After a little over a half mile, I felt a slight twinge of pain in the calf. Right away, I slowed to a fast walk. It continued like that for another mile and a quarter, with much more time walking than running.
I was disheartened but not discouraged. The next day at work I decided to schedule an appointment for a sports massage on my calf. The physical therapist I had seen highly recommended the massage, anyway.
The past 24 hours have been excellent for my calf!
Yesterday evening I tried another walk/run.
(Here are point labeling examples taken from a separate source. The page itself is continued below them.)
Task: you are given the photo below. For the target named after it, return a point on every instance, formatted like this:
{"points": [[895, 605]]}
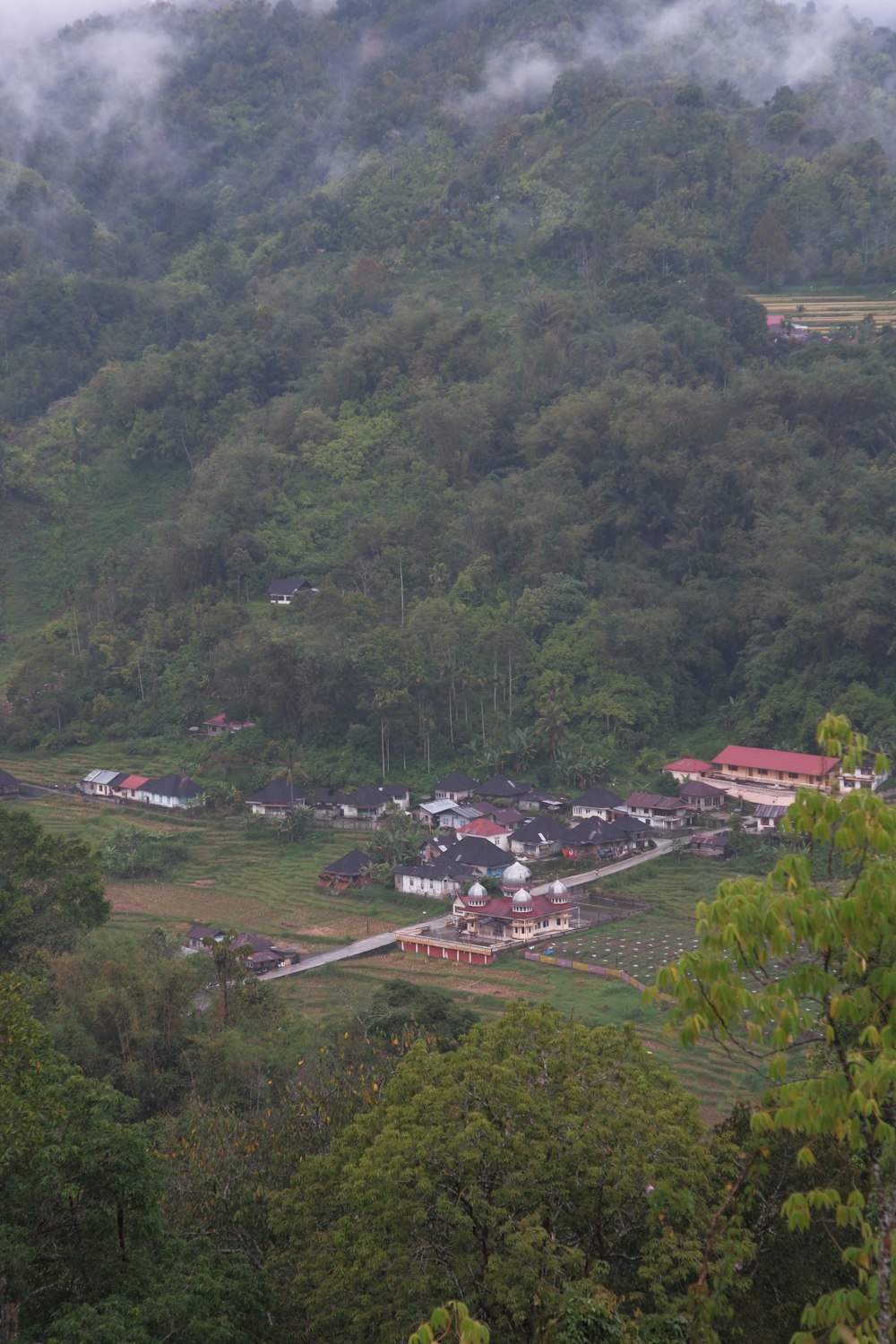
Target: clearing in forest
{"points": [[823, 312]]}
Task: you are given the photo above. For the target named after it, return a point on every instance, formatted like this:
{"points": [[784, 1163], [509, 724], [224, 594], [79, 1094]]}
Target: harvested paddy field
{"points": [[245, 878], [823, 312]]}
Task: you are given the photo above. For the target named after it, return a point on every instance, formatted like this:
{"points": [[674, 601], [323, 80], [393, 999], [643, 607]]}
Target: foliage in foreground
{"points": [[536, 1158], [820, 959]]}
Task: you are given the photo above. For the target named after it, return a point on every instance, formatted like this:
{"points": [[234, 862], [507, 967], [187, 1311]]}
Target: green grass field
{"points": [[247, 879]]}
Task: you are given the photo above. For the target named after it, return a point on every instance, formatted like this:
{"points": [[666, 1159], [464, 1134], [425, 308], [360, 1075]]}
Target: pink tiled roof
{"points": [[653, 800], [503, 908], [482, 827], [791, 762]]}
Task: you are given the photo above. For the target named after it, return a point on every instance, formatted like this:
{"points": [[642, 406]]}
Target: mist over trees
{"points": [[443, 306]]}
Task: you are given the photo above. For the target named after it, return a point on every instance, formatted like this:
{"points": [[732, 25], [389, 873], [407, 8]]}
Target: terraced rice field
{"points": [[246, 879], [237, 878], [823, 312]]}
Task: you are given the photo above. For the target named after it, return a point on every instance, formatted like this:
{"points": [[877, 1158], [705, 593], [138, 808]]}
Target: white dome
{"points": [[477, 895]]}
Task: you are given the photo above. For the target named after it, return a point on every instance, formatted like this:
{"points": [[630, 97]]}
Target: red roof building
{"points": [[791, 769], [485, 828], [512, 918]]}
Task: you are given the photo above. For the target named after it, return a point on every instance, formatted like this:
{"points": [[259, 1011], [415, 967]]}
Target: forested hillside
{"points": [[443, 306]]}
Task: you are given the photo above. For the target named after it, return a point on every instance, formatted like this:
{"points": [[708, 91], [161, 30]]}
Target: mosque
{"points": [[516, 916]]}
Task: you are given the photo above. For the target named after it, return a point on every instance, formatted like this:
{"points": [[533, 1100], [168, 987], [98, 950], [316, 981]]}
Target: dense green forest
{"points": [[443, 306]]}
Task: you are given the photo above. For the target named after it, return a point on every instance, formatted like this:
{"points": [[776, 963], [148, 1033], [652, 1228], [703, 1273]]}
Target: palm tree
{"points": [[552, 720], [521, 747], [292, 765]]}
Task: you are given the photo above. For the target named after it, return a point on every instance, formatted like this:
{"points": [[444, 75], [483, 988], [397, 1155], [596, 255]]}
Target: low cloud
{"points": [[521, 77]]}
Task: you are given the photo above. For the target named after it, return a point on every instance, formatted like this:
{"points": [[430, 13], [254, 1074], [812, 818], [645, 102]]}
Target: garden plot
{"points": [[641, 956]]}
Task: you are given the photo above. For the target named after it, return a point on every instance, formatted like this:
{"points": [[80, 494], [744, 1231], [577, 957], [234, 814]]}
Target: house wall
{"points": [[160, 800], [788, 779], [425, 886], [478, 957]]}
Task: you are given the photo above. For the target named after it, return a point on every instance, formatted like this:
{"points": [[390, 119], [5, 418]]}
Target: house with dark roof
{"points": [[327, 803], [711, 844], [702, 795], [444, 812], [538, 838], [457, 787], [281, 591], [538, 800], [371, 800], [505, 816], [600, 839], [443, 878], [277, 798], [471, 852], [767, 817], [597, 803], [657, 811], [196, 935], [349, 871], [171, 790], [99, 784], [220, 725]]}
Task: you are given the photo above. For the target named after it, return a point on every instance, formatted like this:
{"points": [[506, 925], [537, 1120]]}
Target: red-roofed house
{"points": [[129, 787], [487, 830], [788, 769], [688, 769], [514, 918]]}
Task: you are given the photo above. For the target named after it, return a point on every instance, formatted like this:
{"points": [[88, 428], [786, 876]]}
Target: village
{"points": [[485, 840]]}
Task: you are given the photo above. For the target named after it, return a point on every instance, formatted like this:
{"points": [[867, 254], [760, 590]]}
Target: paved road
{"points": [[582, 879], [386, 940], [352, 949]]}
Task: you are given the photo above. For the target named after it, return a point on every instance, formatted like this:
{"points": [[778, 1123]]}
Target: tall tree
{"points": [[806, 956], [536, 1155], [50, 889]]}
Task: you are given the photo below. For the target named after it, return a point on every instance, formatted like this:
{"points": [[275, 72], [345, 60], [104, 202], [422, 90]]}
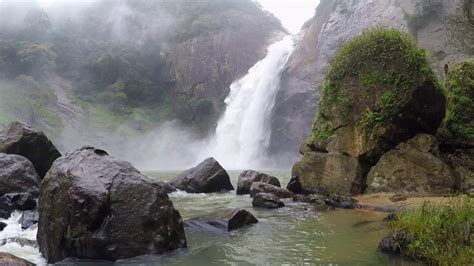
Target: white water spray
{"points": [[243, 132]]}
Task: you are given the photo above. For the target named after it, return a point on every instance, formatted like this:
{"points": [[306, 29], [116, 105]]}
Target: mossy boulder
{"points": [[414, 166], [459, 121], [379, 91]]}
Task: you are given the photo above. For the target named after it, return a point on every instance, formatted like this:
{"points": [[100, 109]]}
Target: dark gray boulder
{"points": [[7, 259], [17, 174], [221, 221], [27, 141], [267, 200], [207, 177], [94, 206], [260, 187], [248, 177], [16, 201]]}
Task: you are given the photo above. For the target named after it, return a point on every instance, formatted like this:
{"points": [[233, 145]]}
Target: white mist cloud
{"points": [[292, 13]]}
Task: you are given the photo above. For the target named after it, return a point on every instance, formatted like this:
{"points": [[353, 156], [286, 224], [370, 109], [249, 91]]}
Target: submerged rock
{"points": [[16, 201], [94, 206], [248, 177], [412, 167], [22, 139], [267, 200], [219, 221], [7, 259], [260, 187], [207, 177], [17, 174]]}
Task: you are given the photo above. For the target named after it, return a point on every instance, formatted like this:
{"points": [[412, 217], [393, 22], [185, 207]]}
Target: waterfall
{"points": [[243, 132]]}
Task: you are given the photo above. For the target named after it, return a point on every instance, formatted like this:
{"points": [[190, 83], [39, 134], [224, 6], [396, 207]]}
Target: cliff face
{"points": [[336, 22], [202, 68]]}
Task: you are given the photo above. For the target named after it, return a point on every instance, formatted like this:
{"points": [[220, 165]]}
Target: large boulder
{"points": [[16, 201], [94, 206], [17, 174], [412, 167], [327, 172], [379, 91], [222, 221], [207, 177], [7, 259], [267, 200], [22, 139], [261, 187], [248, 177]]}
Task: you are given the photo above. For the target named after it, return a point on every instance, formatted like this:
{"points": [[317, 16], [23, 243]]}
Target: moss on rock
{"points": [[373, 85]]}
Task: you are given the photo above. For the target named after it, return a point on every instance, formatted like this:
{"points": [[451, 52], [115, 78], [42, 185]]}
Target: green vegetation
{"points": [[461, 25], [439, 235], [386, 63], [460, 101]]}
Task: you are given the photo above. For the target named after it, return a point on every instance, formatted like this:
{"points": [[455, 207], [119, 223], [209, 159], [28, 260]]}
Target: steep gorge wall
{"points": [[336, 22]]}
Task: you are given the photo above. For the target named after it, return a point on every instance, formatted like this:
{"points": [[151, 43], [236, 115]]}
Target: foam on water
{"points": [[13, 230]]}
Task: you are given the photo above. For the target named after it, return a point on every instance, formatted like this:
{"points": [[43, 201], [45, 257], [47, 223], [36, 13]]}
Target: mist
{"points": [[103, 70]]}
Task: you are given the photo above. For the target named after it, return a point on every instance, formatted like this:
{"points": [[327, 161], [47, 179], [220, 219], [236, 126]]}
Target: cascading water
{"points": [[243, 132]]}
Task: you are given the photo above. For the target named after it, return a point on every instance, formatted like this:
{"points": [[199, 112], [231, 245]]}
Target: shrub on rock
{"points": [[94, 206], [22, 139]]}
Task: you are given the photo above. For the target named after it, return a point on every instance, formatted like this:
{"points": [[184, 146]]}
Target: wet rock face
{"points": [[328, 172], [267, 200], [94, 206], [22, 139], [248, 177], [413, 166], [7, 259], [17, 174], [261, 187], [207, 177], [222, 221]]}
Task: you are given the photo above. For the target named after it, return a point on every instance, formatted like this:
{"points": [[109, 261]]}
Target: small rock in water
{"points": [[2, 226], [28, 219], [17, 174], [7, 259], [394, 243], [343, 202], [222, 221], [207, 177], [248, 177], [267, 200], [260, 187], [27, 141]]}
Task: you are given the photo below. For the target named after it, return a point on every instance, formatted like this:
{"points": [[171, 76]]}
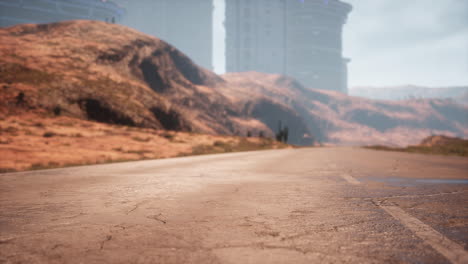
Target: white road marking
{"points": [[449, 249], [350, 179]]}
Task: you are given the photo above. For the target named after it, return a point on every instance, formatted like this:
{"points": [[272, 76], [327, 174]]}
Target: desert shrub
{"points": [[139, 139], [168, 135]]}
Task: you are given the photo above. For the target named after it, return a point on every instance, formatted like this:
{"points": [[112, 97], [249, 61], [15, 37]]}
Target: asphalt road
{"points": [[322, 205]]}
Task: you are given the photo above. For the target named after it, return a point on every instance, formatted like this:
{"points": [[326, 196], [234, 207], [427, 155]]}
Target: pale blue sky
{"points": [[395, 42]]}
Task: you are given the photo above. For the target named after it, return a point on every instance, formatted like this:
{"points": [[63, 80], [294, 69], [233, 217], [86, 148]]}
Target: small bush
{"points": [[139, 139], [168, 135]]}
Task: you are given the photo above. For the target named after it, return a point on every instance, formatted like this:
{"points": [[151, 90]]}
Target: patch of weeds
{"points": [[138, 152], [65, 124], [7, 170], [39, 124], [5, 141], [168, 135], [140, 139], [14, 73], [38, 166]]}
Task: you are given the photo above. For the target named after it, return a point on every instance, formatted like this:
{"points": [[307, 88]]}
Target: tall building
{"points": [[186, 24], [14, 12], [299, 38]]}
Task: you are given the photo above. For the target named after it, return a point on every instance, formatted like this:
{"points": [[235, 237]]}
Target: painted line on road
{"points": [[350, 179], [454, 252]]}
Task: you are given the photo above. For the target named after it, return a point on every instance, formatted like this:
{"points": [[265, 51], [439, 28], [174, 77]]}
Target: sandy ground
{"points": [[33, 142], [320, 205]]}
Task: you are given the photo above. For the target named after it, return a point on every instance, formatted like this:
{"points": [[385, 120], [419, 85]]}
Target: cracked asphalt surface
{"points": [[283, 206]]}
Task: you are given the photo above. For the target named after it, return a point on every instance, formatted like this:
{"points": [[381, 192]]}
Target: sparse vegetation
{"points": [[7, 170], [49, 134], [452, 147], [168, 135], [283, 133], [140, 139]]}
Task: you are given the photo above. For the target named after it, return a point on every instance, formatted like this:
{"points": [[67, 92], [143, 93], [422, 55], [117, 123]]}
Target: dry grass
{"points": [[32, 142], [450, 147]]}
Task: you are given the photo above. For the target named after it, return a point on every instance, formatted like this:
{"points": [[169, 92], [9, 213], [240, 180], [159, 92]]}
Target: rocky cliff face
{"points": [[335, 118], [109, 73]]}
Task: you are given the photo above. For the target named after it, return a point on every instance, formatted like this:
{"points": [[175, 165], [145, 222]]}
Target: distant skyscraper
{"points": [[14, 12], [302, 39], [186, 24], [255, 36]]}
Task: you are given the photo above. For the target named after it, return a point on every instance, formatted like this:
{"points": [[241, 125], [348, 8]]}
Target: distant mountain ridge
{"points": [[409, 92]]}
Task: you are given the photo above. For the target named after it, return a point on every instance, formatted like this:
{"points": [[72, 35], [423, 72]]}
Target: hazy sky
{"points": [[394, 42]]}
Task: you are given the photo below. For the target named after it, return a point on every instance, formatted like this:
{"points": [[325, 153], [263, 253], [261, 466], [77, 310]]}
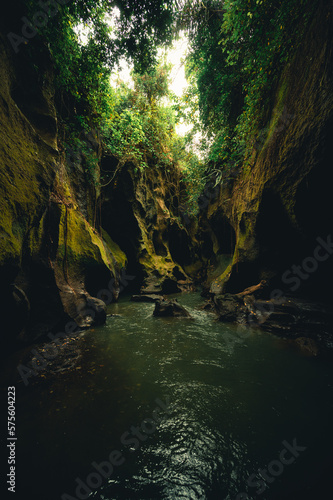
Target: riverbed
{"points": [[179, 409]]}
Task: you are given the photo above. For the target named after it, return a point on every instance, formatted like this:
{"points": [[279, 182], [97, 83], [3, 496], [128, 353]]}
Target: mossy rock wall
{"points": [[281, 202], [49, 247]]}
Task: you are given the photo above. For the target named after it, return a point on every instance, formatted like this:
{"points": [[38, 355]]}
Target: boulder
{"points": [[229, 307], [170, 308]]}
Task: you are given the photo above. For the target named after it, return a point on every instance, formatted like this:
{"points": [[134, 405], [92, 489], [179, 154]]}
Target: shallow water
{"points": [[229, 398]]}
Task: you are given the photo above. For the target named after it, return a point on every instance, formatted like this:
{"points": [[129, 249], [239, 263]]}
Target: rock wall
{"points": [[53, 258], [281, 202], [141, 213]]}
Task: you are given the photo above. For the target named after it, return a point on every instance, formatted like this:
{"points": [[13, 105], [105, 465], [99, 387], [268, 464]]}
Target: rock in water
{"points": [[146, 298], [170, 308]]}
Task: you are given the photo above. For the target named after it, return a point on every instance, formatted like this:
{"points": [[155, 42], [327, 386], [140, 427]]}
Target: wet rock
{"points": [[170, 308], [146, 298], [229, 307], [307, 346]]}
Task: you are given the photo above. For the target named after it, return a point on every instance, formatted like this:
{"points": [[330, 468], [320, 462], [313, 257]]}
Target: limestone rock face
{"points": [[268, 218], [54, 257]]}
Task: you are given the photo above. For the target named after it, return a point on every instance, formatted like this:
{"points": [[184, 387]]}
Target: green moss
{"points": [[116, 251]]}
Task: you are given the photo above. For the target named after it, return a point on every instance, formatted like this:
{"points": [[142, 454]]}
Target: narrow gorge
{"points": [[108, 217]]}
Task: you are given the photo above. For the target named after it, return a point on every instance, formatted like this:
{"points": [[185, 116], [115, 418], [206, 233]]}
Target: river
{"points": [[185, 409]]}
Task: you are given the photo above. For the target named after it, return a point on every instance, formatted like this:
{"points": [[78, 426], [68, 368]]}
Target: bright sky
{"points": [[175, 56]]}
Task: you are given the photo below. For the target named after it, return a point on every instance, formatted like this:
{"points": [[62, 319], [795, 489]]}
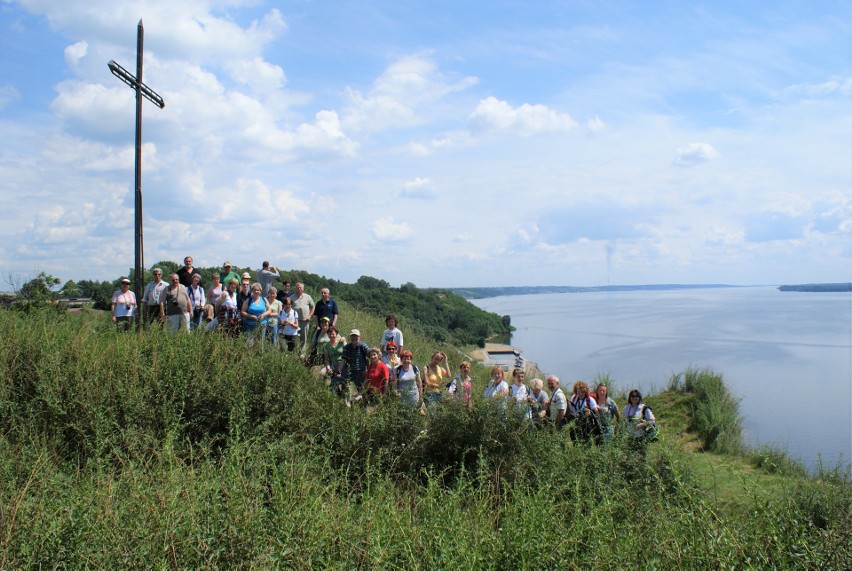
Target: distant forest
{"points": [[818, 287], [483, 292]]}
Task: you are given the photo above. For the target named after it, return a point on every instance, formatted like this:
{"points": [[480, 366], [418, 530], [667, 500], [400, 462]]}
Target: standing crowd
{"points": [[235, 305]]}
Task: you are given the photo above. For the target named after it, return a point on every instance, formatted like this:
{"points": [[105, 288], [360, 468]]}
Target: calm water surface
{"points": [[787, 355]]}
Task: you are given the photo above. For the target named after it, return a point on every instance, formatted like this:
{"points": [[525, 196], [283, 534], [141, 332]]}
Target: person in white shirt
{"points": [[123, 306], [199, 301], [557, 406], [151, 298], [265, 276]]}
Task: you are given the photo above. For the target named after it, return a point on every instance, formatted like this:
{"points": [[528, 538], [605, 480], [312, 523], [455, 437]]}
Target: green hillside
{"points": [[140, 451]]}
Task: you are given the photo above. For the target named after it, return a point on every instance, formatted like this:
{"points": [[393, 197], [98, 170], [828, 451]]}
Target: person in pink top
{"points": [[461, 385]]}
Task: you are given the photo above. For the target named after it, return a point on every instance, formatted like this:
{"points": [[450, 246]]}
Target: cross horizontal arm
{"points": [[130, 80]]}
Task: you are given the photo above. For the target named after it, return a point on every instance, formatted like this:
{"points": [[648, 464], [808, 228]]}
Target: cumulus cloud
{"points": [[386, 230], [695, 154], [257, 73], [770, 226], [493, 114], [399, 95], [419, 188], [75, 52]]}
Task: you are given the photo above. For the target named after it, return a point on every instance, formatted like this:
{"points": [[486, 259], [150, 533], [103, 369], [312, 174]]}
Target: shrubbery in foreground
{"points": [[126, 451]]}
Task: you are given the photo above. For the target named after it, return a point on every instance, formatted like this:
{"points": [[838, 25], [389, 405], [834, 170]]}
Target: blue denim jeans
{"points": [[270, 333]]}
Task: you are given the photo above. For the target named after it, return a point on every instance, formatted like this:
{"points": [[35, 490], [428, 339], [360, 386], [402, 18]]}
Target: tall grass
{"points": [[715, 411], [126, 451]]}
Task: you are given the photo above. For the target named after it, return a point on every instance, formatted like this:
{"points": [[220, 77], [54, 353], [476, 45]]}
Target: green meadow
{"points": [[147, 451]]}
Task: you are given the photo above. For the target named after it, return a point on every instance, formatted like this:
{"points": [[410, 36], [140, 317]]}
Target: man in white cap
{"points": [[123, 306], [356, 356], [304, 306], [265, 276], [557, 406], [227, 274], [151, 297]]}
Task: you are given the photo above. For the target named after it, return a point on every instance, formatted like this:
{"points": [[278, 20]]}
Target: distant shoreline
{"points": [[835, 287], [486, 292]]}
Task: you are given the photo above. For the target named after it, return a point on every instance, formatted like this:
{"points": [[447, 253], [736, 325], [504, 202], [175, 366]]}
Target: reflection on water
{"points": [[787, 355]]}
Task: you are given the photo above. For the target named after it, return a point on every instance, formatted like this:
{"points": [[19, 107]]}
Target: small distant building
{"points": [[505, 356]]}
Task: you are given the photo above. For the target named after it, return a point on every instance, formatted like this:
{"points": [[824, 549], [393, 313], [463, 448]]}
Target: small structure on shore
{"points": [[505, 356]]}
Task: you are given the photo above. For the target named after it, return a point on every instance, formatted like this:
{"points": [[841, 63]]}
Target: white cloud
{"points": [[419, 188], [398, 97], [75, 52], [493, 114], [694, 154], [386, 230]]}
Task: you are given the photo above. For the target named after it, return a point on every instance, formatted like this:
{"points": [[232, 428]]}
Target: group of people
{"points": [[355, 371], [232, 303]]}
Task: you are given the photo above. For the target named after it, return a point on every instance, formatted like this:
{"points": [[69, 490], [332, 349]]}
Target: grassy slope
{"points": [[312, 489]]}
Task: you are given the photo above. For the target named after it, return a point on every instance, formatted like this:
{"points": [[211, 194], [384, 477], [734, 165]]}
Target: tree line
{"points": [[437, 313]]}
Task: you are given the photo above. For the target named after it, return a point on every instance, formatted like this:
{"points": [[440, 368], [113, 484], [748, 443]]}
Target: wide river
{"points": [[787, 355]]}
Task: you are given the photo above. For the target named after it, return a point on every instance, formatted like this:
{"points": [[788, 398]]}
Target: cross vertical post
{"points": [[142, 90]]}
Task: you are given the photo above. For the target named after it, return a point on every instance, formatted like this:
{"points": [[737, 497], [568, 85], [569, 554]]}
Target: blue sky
{"points": [[440, 143]]}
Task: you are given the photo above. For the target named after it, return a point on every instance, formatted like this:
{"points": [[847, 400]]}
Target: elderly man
{"points": [[557, 406], [326, 307], [265, 277], [187, 271], [151, 297], [304, 306], [356, 355], [285, 291], [123, 306], [175, 306], [199, 302], [227, 274]]}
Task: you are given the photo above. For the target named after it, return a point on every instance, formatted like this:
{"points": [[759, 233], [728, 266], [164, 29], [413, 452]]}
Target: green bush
{"points": [[715, 412]]}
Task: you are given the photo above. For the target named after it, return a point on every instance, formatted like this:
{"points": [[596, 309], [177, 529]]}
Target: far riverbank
{"points": [[772, 347]]}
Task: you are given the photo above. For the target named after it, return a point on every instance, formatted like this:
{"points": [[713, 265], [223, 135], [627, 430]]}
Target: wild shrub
{"points": [[715, 411]]}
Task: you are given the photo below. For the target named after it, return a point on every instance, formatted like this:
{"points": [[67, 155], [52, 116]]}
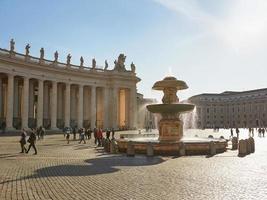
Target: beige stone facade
{"points": [[231, 109], [39, 92], [145, 118]]}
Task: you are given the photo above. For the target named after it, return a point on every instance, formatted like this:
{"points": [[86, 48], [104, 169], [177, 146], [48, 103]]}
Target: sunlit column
{"points": [[31, 99], [80, 107], [133, 108], [1, 97], [67, 105], [25, 107], [106, 107], [40, 105], [10, 101], [115, 107], [93, 107], [54, 106]]}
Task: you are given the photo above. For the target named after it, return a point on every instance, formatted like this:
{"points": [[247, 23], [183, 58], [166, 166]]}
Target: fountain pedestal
{"points": [[170, 130]]}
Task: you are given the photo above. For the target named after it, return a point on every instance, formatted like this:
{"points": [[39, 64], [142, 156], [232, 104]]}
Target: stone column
{"points": [[1, 97], [25, 107], [115, 108], [10, 101], [53, 111], [80, 107], [40, 105], [106, 107], [67, 105], [133, 108], [31, 99], [93, 107], [16, 99]]}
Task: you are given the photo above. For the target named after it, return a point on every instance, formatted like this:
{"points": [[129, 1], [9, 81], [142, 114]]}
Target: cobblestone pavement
{"points": [[81, 171]]}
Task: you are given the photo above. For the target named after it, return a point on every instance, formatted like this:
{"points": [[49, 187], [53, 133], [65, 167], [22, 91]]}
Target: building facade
{"points": [[39, 92], [146, 119], [245, 109]]}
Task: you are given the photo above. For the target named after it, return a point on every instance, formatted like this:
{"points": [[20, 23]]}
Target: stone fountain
{"points": [[170, 140], [170, 126]]}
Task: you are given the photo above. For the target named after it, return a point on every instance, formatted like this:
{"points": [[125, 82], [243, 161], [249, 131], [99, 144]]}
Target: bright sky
{"points": [[212, 45]]}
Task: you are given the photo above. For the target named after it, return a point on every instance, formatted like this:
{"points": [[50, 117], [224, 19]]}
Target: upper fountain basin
{"points": [[170, 108], [170, 82]]}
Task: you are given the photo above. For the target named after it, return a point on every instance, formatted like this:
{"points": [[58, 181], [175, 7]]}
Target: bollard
{"points": [[242, 148], [248, 143], [130, 149], [181, 149], [212, 148], [252, 143], [234, 143], [149, 150], [107, 145], [113, 147]]}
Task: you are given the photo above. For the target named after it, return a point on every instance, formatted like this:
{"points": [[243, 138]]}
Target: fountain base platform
{"points": [[192, 146]]}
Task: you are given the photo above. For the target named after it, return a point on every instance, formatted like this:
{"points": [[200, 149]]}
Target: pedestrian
{"points": [[232, 133], [38, 132], [23, 141], [3, 126], [107, 133], [95, 135], [82, 135], [237, 133], [68, 136], [42, 132], [112, 134], [32, 141], [74, 133], [89, 133], [99, 137]]}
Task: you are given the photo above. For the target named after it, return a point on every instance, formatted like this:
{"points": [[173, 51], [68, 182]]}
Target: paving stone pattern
{"points": [[81, 171]]}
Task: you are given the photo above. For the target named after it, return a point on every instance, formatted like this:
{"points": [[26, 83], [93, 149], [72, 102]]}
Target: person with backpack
{"points": [[82, 135], [23, 141], [32, 141]]}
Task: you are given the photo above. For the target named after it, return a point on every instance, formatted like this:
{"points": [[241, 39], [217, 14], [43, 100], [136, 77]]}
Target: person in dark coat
{"points": [[23, 141], [32, 141]]}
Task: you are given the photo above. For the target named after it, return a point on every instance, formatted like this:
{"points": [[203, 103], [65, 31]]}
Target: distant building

This time there were no twinges of pain and I spent far more time jogging (at a yawningly-slow pace but hey!) than walking. I walked at the start and ends of the run, and I walked up the steepest part of the hill at the end of my route.
I was elated! I was so happy to be out and running, pain-free, on the limestone trails that I had a huge smile on my face. I probably looked like a maniac but fortunately, no one else was around to see.
Then today at lunch I went back to the therapy office where I had my original injury assessment for the sports massage on my lower legs. It hurt at times, and the therapist noted that she could feel the strain (not to mention several other knots here and there). She said I was doing all the right things and to keep it up.
My marathon training is scheduled to begin next weekend. Originally, I thought I would be starting it with a 35-miles-per-week running mileage but now it will have to be lower. No biggie; I'll be happy to just stay on schedule for the training.
Thursday, April 9, 2009
They say Hawthorne Park is no Arlington Park. They are correct.
Nevertheless, we had a lot of fun. Besides the Illinois Derby, there were a lot of Derby (and Oaks) prep stakes races on the televisions. It was a rare day of losing money for me versus breaking even or winning, but I only lost five bucks so it wasn't a big deal.
Every year I pick a Derby horse a month or two prior to the race. This year my horse is Quality Road. He didn't run in the Illinois Derby but blew away his rivals in the Florida Derby a couple weeks prior.
Giant Oak; he was touted as being truly
giant but...he really isn't. Either way,
he's a handsome horse. Placed in the race.
On Sunday I woke up at 4:00am after five hours of sleep for the schooling dressage show at Fields and Fences in Wadsworth/Gurnee. I wasn't planning on riding (good thing, because I technically couldn't, anyway...different story!) but I wanted to tag along with Lim to take in the experience of being at a show, stress-free.
Long story short: the day was endless, I was exhausted, Lim was fairly well behaved (she did spook at a cooler on a table and went into the classic Thoroughbred "periscope pose" countless times) but thanks to the horrible weather blowing in and the other horses freaking out in the arena, I knew that had I ridden her, she would have been truly awful.
It was one of the longest days of my life but I did have fun and enjoyed watching my friends from the barn perform. I was very proud of all of them, even if their horses weren't behaving perfectly!